Léthargique depuis dix-huit mois, la croissance économique européenne devrait reprendre des couleurs à la mi-2002, un peu après les Etats-Unis. Mais le chemin n’est pas dépourvu d’embûches

La reprise, non peut-être ? Jamais la formule, typiquement bruxelloise, ne se sera autant justifiée que dans cette curieuse période conjoncturelle. Tous, gouvernements, entreprises, citoyens, espèrent retrouver la voie de la croissance, après que l’économie mondiale eut été ébranlée par les signaux de récession ici et là, et par les attentats du 11 septembre. Tous y aspirent, oui, mais, comme toujours en cette incertaine matière, le doute persistera jusqu’au bout sur la concrétisation de ce souhait légitime. « Sur le principe de la reprise, il y a unanimité des conjoncturistes, relève un expert. C’est parfois dangereux. »

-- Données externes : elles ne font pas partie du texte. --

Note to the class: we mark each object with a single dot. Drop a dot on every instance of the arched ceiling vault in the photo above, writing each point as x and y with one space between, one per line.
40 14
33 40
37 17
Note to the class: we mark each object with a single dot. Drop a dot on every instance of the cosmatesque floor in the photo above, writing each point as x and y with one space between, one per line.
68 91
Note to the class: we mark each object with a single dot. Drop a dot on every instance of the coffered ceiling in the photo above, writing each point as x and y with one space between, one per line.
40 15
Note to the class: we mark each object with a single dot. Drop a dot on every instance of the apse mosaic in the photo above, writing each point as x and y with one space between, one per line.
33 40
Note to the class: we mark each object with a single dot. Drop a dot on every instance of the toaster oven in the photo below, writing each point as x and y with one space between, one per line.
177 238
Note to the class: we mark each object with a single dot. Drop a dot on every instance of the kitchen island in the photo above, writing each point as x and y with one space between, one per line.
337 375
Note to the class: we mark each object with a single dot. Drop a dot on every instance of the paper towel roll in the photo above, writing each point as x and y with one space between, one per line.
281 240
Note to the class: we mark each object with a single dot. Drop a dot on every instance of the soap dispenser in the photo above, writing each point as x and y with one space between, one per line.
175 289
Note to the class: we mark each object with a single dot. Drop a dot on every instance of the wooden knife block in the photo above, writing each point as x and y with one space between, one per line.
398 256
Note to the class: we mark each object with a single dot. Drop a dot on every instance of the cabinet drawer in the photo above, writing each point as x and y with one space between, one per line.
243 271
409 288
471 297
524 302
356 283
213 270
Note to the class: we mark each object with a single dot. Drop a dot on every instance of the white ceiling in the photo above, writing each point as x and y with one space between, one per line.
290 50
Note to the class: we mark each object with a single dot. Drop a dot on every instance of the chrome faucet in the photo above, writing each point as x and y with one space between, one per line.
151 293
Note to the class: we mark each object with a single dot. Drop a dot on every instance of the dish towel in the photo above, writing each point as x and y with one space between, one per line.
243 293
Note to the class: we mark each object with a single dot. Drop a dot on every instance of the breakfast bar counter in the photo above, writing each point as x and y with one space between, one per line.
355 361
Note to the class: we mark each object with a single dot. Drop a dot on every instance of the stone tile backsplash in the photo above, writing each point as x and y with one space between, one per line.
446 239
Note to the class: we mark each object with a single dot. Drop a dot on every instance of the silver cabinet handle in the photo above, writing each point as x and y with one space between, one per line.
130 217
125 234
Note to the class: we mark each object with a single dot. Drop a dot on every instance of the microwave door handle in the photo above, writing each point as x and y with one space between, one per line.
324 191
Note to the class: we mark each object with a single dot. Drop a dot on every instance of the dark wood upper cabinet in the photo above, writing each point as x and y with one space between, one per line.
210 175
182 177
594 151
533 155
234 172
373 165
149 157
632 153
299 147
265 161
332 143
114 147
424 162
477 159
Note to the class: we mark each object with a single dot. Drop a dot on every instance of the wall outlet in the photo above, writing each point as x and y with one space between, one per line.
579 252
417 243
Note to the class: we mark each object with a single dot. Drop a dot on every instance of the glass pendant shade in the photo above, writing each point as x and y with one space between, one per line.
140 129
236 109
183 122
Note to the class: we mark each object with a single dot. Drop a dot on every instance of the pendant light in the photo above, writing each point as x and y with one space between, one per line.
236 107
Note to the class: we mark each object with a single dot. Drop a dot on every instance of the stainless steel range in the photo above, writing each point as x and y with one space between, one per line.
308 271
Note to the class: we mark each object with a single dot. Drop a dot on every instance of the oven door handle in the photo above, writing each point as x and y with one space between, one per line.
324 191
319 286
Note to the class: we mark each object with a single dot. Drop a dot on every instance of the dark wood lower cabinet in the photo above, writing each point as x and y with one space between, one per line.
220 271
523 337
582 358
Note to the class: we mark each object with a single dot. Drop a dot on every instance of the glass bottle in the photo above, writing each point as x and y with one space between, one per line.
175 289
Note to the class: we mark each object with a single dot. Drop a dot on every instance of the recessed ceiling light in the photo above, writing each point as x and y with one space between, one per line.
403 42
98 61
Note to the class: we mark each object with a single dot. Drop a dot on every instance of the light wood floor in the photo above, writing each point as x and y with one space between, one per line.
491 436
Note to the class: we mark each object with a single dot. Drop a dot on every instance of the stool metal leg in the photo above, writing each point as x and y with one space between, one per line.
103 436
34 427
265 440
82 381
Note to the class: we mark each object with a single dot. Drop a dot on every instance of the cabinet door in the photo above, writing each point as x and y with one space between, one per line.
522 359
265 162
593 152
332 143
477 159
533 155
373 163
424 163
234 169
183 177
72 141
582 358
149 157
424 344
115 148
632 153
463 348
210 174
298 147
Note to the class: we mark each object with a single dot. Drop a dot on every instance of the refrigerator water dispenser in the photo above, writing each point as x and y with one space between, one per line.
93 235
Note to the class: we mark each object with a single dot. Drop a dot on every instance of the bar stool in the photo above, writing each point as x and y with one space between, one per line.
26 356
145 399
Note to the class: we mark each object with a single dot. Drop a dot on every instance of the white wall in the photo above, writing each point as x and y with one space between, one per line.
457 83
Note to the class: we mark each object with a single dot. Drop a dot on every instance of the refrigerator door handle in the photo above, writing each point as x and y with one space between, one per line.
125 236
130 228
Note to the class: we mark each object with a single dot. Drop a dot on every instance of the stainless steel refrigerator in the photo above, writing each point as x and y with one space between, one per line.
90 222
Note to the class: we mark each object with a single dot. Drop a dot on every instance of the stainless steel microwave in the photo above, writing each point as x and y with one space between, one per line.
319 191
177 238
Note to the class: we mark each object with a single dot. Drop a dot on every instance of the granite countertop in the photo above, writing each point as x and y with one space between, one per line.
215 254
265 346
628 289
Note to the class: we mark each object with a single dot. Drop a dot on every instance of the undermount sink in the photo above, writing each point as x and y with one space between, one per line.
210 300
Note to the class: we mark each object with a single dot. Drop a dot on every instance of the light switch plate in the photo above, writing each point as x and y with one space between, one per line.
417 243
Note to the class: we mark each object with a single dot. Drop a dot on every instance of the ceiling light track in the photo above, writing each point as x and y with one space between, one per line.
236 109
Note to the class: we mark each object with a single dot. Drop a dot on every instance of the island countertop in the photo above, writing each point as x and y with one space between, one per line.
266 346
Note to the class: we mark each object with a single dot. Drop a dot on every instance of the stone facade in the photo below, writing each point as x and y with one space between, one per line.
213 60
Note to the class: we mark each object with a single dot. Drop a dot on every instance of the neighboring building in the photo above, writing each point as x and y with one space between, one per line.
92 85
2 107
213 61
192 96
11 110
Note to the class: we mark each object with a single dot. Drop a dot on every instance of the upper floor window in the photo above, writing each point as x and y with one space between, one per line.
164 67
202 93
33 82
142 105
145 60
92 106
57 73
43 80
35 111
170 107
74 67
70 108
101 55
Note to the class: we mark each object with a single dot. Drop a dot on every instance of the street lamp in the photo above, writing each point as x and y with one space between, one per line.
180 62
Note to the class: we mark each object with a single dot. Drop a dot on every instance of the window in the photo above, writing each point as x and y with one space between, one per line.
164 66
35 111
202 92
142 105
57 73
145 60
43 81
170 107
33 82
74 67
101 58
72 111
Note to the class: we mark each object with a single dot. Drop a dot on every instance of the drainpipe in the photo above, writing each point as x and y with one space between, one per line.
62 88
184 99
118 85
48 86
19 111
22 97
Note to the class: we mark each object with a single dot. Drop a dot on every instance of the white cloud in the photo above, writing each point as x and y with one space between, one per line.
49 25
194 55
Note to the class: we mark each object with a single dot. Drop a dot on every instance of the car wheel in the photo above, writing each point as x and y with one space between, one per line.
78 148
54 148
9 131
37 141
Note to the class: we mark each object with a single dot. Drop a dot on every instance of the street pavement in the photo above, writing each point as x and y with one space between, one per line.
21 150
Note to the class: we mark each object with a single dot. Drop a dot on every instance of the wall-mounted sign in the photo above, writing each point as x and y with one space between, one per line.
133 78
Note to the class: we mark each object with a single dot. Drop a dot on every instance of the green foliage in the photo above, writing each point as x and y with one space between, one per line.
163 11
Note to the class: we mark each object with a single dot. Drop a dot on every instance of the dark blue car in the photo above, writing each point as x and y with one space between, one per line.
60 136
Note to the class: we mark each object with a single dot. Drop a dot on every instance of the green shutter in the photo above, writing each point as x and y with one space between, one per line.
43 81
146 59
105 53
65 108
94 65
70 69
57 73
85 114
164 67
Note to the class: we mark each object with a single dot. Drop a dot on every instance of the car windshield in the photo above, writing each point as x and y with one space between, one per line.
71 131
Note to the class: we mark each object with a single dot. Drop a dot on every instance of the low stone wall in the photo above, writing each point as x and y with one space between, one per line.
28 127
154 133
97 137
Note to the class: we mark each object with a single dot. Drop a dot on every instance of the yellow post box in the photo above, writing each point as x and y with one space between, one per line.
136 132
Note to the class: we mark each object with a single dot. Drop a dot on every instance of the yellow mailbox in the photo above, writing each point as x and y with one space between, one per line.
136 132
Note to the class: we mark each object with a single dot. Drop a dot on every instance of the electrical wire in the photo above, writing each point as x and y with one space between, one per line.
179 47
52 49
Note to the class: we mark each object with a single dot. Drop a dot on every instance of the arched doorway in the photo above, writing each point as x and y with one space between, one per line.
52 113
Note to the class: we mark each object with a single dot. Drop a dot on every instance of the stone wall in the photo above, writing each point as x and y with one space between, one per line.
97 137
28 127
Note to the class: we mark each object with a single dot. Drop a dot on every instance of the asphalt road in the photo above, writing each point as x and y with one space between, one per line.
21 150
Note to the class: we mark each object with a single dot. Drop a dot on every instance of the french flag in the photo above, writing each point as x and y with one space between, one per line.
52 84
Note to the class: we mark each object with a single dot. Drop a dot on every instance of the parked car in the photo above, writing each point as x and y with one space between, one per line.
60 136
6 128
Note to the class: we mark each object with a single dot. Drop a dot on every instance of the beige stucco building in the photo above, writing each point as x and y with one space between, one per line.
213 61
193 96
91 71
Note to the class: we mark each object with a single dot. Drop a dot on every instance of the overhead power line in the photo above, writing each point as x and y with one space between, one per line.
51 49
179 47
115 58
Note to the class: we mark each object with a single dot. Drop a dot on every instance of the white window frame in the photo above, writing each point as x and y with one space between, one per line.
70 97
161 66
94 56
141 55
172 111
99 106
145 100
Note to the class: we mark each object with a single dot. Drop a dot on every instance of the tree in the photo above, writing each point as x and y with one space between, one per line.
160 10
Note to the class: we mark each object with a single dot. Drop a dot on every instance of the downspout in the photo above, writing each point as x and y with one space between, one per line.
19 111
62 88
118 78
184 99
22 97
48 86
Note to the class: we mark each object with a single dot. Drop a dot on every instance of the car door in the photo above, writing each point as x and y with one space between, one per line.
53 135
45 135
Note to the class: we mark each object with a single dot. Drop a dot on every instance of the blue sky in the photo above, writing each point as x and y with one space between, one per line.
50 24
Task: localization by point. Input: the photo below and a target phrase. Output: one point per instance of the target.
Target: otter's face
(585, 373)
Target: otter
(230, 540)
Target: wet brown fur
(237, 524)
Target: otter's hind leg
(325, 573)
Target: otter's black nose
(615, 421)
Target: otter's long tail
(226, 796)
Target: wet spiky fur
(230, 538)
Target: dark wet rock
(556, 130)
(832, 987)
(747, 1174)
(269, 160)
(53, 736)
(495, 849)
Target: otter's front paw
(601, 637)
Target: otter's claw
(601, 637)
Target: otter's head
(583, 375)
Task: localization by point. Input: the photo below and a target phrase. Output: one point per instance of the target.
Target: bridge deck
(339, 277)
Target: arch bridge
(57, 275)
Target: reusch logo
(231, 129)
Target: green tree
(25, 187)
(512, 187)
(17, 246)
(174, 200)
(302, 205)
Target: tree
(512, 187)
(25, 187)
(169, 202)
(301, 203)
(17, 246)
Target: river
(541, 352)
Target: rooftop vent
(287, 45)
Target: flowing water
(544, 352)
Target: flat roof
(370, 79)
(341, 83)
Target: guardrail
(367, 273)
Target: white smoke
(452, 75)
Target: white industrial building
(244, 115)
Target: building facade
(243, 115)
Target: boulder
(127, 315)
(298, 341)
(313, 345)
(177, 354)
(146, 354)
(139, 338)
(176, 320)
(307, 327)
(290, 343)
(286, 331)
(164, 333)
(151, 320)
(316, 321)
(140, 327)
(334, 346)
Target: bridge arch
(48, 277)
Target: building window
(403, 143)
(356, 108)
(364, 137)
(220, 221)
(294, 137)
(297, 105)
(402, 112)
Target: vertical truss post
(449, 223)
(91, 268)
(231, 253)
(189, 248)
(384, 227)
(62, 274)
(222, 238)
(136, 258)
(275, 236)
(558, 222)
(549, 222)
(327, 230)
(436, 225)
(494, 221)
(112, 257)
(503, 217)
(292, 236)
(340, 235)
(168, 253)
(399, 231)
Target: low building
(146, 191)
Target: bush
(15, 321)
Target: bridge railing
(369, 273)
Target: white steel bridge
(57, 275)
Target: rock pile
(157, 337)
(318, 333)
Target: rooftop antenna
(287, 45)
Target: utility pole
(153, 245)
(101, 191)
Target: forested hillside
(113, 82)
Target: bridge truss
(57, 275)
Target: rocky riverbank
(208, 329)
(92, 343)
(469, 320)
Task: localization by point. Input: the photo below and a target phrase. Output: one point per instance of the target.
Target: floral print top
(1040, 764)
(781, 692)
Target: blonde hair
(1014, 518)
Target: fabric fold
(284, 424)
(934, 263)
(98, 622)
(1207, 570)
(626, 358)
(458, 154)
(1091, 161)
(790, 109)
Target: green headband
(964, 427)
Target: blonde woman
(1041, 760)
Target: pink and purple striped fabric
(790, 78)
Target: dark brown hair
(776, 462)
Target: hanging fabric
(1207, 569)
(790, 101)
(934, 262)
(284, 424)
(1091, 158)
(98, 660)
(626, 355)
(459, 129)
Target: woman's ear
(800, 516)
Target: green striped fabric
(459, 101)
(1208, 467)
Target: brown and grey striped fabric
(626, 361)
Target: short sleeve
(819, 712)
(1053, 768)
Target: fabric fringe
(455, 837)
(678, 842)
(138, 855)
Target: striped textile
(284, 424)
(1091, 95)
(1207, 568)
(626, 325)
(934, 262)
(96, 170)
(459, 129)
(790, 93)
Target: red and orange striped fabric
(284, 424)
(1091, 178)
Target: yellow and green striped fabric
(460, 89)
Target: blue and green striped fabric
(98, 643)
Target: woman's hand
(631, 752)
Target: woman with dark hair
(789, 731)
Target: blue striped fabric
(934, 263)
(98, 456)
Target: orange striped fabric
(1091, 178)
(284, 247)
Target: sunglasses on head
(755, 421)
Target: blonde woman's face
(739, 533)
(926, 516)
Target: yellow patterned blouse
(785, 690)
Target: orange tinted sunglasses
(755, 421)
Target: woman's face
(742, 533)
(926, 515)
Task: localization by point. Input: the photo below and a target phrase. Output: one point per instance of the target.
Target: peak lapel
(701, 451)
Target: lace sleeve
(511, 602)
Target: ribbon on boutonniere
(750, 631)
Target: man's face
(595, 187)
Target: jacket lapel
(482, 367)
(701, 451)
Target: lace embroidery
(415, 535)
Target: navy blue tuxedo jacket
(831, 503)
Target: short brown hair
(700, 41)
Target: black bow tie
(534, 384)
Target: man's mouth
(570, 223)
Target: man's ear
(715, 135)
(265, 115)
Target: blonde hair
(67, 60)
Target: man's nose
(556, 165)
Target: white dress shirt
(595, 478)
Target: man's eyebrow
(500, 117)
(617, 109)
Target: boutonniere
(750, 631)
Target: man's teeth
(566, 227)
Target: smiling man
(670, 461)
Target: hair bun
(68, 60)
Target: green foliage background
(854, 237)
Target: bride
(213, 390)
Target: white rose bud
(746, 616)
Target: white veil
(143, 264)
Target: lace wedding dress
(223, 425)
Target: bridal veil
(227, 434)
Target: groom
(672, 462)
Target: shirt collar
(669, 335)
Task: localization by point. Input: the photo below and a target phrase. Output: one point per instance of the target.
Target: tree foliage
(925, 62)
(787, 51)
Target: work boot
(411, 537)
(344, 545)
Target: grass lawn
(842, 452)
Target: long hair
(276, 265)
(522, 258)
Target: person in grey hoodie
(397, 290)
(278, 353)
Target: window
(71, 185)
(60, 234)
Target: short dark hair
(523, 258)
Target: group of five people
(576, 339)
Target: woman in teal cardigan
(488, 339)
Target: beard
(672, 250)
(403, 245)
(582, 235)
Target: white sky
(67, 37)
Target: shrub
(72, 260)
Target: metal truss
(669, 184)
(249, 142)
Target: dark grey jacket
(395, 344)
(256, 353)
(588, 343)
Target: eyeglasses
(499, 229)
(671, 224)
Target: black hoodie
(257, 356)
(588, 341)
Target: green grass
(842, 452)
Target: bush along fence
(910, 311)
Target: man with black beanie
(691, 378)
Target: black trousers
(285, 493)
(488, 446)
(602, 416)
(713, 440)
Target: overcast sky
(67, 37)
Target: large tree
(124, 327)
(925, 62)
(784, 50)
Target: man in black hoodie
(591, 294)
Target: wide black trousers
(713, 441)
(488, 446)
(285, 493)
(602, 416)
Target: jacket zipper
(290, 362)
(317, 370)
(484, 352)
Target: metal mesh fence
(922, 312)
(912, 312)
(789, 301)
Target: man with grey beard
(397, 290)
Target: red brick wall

Certains indices plaident néanmoins objectivement pour une reprise de la croissance. La décélération est patente depuis la mi-2000, soit depuis 18 mois: à l’époque, la croissance du PIB (Produit intérieur brut), en Belgique, était retombée à 2 % après avoir frôlé les 5 % entre 1999 et 2000. Alors qu’un début de reprise était annoncé pour la fin de l’année dernière, les attentats du 11 septembre ont prolongé l’attente de plusieurs mois. « A la mi-2002, cela fera deux ans qu’on recule, observe Baudouin Velge, directeur du département économique de la Fédération des entreprises de Belgique (FEB). C’est beaucoup. » Assez, en tout cas, pour prédire que, sauf cas de force majeure, la croissance économique devrait repartir dès le printemps aux Etats-Unis et à partir du 2è semestre en Europe et en Belgique.

Alan Greenspan, le joker

L’intervention financière massive et rapide des pouvoirs publics américains après les attentats, la politique de réduction des impôts décidée par l’administration Bush, le prix modéré du pétrole, conséquence d’un accord de limitation de la production mondiale signé le 31 décembre 2001 pour une période de six mois, la correction significative des stocks et les taux d’intérêt planchers décidés par la Réserve fédérale américaine (Fed) devraient favoriser une reprise rapide, outre-Atlantique. Alors qu’elle avait réduit son taux principal de 6,50 % à 1,75 % entre janvier et décembre 2001, l’institution dirigée par Alan Greenspan a d’ailleurs ostensiblement accrédité l’idée d’un redémarrage de l’économie en s’abstenant d’intervenir une nouvelle fois, le 30 janvier dernier. Contre toute attente, la croissance économique américaine a en effet évolué positivement (+ 0,2 %) au dernier trimestre 2001, incitant les uns et les autres à évoquer la fin d’une période de récession entamée en mars. Pour cette année, le gouvernement Bush table sur une croissance très modérée de 0,7 %, qui devrait déboucher sur une progression de 3,8 % en 2003. Pour la première fois depuis 1997, les Etats-Unis renoueront aussi avec le déficit budgétaire, à la suite d’un investissement dans le secteur de la Défense.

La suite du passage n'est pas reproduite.